Hacker News new | ask | show | jobs
by trendia 3568 days ago
The problem with most of these is not adjusting for cohort changes. For instance, in the SAT example, the author writes:

> In the 1980s, the Reagan administration seized on a report called A Nation at Risk, which claimed that the US was on the verge of collapse due to its falling SAT scores.

Suppose that low-income individuals start to take the SAT in 1980 whereas they didn't in 1970. The wrong way to analyze SAT scores is to evaluate:

sum over cohorts P(SAT Score | cohort, Y)

where Y is the year. For instance, you might compare the total average score in 1980 vs. 1970. Doing so will show a decrease in SAT score because of the increase in low-income individuals taking the SAT, not because the high-income individuals are doing worse. (This assumes that low-income people have less access to SAT training materials, and those training materials affect the score).

The correct way is to only compare scores within a cohort:

P(SAT Score | cohort, 1980) > P(SAT Score | cohort, 1970)

That is, did the same cohort do better in 1980 vs. 1970?

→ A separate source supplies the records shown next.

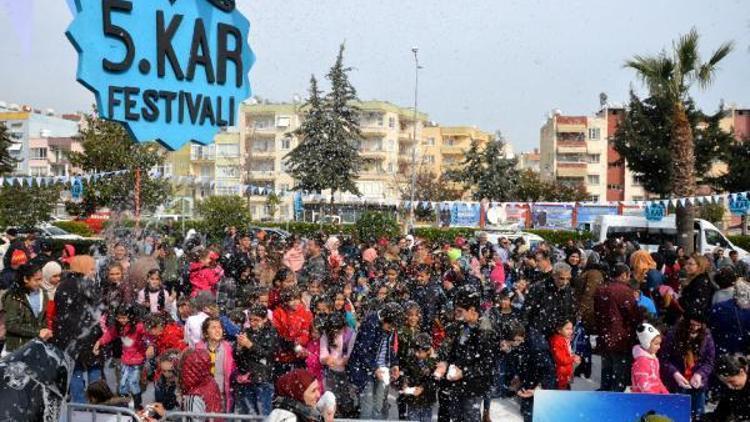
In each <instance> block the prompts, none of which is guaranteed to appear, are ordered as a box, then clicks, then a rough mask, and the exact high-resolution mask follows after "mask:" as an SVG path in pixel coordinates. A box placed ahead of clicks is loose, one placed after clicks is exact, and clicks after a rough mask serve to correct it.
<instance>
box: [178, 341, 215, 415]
mask: <svg viewBox="0 0 750 422" xmlns="http://www.w3.org/2000/svg"><path fill="white" fill-rule="evenodd" d="M180 368H181V369H180V389H181V390H182V396H183V402H190V397H191V396H195V397H197V398H200V399H201V400H202V401H203V403H204V404H205V406H206V408H205V411H206V412H207V413H220V412H221V411H222V410H223V406H222V403H221V392H220V391H219V386H218V385H217V384H216V381H215V380H214V377H213V375H211V357H210V356H209V355H208V352H207V351H205V350H191V351H188V352H187V353H186V354H185V355H184V356H183V358H182V365H180ZM183 406H184V404H183ZM183 410H186V411H190V410H191V409H183Z"/></svg>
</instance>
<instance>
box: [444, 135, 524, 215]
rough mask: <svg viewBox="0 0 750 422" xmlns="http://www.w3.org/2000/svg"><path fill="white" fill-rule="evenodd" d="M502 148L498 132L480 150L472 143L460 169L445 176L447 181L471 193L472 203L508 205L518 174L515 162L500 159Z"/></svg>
mask: <svg viewBox="0 0 750 422" xmlns="http://www.w3.org/2000/svg"><path fill="white" fill-rule="evenodd" d="M504 145H505V141H504V140H503V137H502V134H500V133H499V132H498V133H497V135H496V138H495V139H494V140H491V141H490V142H488V143H487V146H486V147H484V148H480V147H479V144H478V143H477V142H476V141H474V142H472V144H471V148H470V149H469V151H467V152H466V157H465V158H464V161H463V162H462V163H461V166H460V169H458V170H452V171H449V172H447V173H446V177H447V179H448V180H452V181H455V182H458V183H461V184H462V185H463V186H464V188H465V189H467V190H471V192H472V194H471V196H472V199H474V200H475V201H479V200H482V199H488V200H490V201H512V200H513V198H514V197H515V190H516V186H517V184H518V171H517V170H516V159H515V158H513V159H509V158H504V155H505V154H504Z"/></svg>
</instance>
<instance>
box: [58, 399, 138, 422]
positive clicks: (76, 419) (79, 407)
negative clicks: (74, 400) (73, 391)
mask: <svg viewBox="0 0 750 422" xmlns="http://www.w3.org/2000/svg"><path fill="white" fill-rule="evenodd" d="M65 407H66V411H65V417H66V419H65V420H66V421H67V422H97V421H103V420H107V421H108V422H109V421H112V420H113V419H112V418H115V419H114V420H115V421H117V422H132V421H134V420H136V421H137V420H138V415H137V414H136V413H135V412H134V411H133V410H132V409H129V408H127V407H115V406H100V405H96V404H83V403H66V404H65Z"/></svg>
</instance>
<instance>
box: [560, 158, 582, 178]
mask: <svg viewBox="0 0 750 422" xmlns="http://www.w3.org/2000/svg"><path fill="white" fill-rule="evenodd" d="M587 167H588V164H587V163H580V162H579V163H565V162H558V163H557V177H582V178H585V177H586V175H587V173H588V170H587Z"/></svg>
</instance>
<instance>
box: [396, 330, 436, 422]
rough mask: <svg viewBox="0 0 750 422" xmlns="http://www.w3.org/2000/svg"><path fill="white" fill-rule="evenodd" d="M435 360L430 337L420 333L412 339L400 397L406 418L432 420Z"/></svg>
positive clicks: (433, 390) (408, 418)
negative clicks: (404, 410)
mask: <svg viewBox="0 0 750 422" xmlns="http://www.w3.org/2000/svg"><path fill="white" fill-rule="evenodd" d="M435 368H436V362H435V359H434V358H433V357H432V338H431V337H430V335H429V334H427V333H420V334H418V335H417V336H416V337H415V339H414V349H413V350H412V356H411V358H410V359H408V361H407V362H405V363H404V372H403V378H402V381H401V386H402V388H401V392H400V398H401V400H402V401H403V403H404V405H406V416H407V417H406V419H408V420H410V421H419V422H428V421H431V420H432V406H433V405H434V404H435V402H436V401H437V396H436V385H435V380H434V378H433V377H432V373H433V372H434V371H435Z"/></svg>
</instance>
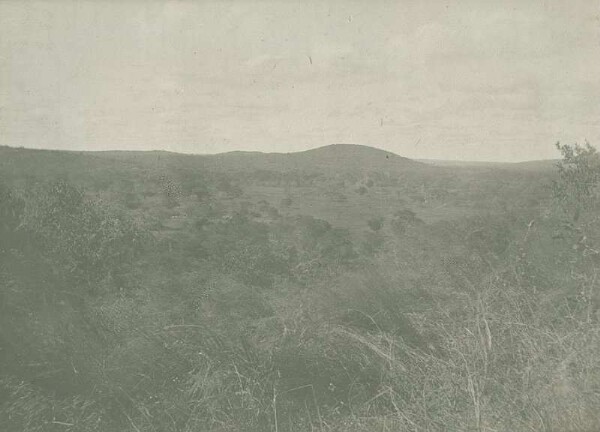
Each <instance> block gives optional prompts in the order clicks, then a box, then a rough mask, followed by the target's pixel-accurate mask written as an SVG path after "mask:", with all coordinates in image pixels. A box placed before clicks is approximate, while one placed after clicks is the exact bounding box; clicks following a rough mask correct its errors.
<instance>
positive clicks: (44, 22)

(There might still be some differences between the cohorts in 1980 vs. 1970. Maybe the low-income individuals who took it in 1970 had high confidence in school, whereas the 1980s kids were from a broader background.)

1 comments

The article addresses that a couple of paragraphs down. Thats her whole point.To quote:

"The Nation at Risk report that started it all turned out to be bullshit, by the way -- grounded in another laughable statistical error. Sandia Labs later audited the findings from the report and found that the researchers had failed to account for the ballooning number of students who were taking the SATs, bringing down the average score.

In other words: SATs were falling because more American kids were confident enough to try to go to college: the educational system was working so well that young people who would never have taken an SAT were taking it, and the larger pool of test-takers was bringing the average score down."

I was converting her text into math-ish notation. She's saying that

P(SAT Score > 700 | 1970) > P(SAT Score > 700 | 1980)

is inaccurate, and that we should instead use:

P(SAT Score > 700 | cohort, 1970) ~ P(SAT Score > 700 | cohort, 1980)